Nathan W: The biggest thing missing from the Wild is an elite scorer. They have a lot of the other pieces in place that an elite team has like outstanding goaltending, a #1 defenseman and a supporting cast but an elite scorer to go alongside Mikko Koivu and Martin Havlat would take Minnesota to the next level. Unfortunately for the Wild, about ten other teams can make the same claim.

Dan S: To me, and its moreso in hockey than in any other sport, is that all you need is a playoff birth. Its easy to look at teams on paper and identify the sexy favorites (Pittsburgh, Vancouver, Detroit, etc.) but really its a crapshoot- Edmonton in 2006, aside from Chris Pronger, wasn't particularly a "sexy" team going in, and they lost in the finals against Carolina. Don't get me wrong, I'm not saying we should plan the parade route, but I think this team could do some damage if they make it in; we've got the goaltending, talent, and a team concept. Winning 6-5 games isn't exactly the norm in late April, May, or June.

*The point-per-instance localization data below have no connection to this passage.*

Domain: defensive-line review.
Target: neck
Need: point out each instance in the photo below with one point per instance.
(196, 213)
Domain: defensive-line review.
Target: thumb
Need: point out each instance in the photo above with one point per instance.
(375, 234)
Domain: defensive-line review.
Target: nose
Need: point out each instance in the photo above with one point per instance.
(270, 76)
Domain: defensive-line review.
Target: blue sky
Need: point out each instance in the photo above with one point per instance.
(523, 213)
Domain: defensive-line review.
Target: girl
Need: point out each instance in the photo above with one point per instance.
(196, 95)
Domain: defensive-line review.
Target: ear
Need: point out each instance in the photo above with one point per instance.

JS: Same thing as last year: A scorer. Our goaltending is back, our defense is solid, we just need that game-breaker on the first line. Hopefully the return of Latendresse will help, but it wouldn't hurt to get another one. Our first line combines for 94 points in 138 games... that is ugly. I love Bruno with all my heart, but he's been on the first line AND the first PP unit all season long and he has a mere 28 points. Miettinen has never really deserved a first line spot, he's got 23 points so far.  

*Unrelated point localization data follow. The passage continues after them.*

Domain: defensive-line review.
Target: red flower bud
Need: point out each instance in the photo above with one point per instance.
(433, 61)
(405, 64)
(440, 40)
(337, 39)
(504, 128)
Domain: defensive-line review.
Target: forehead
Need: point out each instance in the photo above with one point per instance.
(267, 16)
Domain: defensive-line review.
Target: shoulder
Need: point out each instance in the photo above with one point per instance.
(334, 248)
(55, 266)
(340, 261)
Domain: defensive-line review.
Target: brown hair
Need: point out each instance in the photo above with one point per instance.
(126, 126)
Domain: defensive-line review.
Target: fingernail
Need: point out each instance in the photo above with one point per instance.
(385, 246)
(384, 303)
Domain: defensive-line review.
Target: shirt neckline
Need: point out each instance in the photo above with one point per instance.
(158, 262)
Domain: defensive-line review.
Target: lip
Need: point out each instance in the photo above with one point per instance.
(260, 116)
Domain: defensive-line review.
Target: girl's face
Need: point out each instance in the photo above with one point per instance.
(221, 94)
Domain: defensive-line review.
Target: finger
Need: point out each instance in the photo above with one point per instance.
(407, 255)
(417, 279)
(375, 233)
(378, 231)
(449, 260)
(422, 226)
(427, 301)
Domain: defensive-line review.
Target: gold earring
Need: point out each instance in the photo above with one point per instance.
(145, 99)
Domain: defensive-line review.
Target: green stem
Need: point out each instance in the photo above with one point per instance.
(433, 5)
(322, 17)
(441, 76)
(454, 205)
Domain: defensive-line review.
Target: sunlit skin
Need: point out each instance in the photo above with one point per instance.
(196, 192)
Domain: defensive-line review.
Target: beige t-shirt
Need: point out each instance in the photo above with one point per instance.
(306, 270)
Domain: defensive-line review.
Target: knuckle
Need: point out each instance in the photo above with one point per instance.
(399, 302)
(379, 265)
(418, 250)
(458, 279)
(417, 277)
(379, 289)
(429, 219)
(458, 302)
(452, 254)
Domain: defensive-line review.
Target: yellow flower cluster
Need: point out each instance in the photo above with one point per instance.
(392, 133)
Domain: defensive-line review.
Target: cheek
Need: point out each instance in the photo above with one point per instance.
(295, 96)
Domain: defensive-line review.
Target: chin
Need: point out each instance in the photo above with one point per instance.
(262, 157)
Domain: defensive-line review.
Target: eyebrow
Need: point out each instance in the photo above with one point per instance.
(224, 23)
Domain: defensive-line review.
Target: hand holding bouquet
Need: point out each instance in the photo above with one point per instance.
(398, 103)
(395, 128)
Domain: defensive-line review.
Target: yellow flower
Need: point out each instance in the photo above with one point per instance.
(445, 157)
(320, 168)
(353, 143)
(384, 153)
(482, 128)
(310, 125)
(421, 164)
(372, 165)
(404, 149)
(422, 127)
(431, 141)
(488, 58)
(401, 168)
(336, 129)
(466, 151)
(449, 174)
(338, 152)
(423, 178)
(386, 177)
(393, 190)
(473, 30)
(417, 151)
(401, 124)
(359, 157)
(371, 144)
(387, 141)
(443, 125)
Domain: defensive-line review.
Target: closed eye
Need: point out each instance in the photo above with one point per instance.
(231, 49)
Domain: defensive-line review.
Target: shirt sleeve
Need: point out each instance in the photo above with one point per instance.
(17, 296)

Ryan: A bonafide goal-scorer.  Mikko Koivu and Martin Havlat are nice players, but aren't ones a team should lean on for scoring.  I don't know what Chuck Fletcher needs to do to fix this (draft better than Doug Risebrough, maybe?), but there's simply no one up front that scares other teams with their goal-scoring abilities.

Jeremy: A top notch scoring winger. The Wild have lots of guys that work hard (sorry tom) and can create offense. But what they are really missing is that one guy who can score at will. Havlat has shown flashes of being that guy at times be he is really more of a playmaker.

Bryan: A finisher, defensive forwards who play defense, someone who will shoot from anywhere, a big body in front of the net, and Wes Walz. The finisher should be self-explanatory. They need a sniper, someone who can score from anywhere, and use the talents of the playmakers they have. Goals aren't always pretty, and that's where the shooter and big body come in. Put the puck at the net, let the big man fight and drive it home. It is infuriating watching the forwards skate right past the front of the net. Park someone out there and fire away. Mark Parrish is still on the payroll...

The defensive forwards need to play some defense. They are not out there to score goals, they are there to prevent them. This is where Wes Walz comes in. Hire him to teach these guys how it is done. Rick Wilson worked for the d-men, hire Walz to teach the forwards. Championships are won by defense, and the Wild don't have it.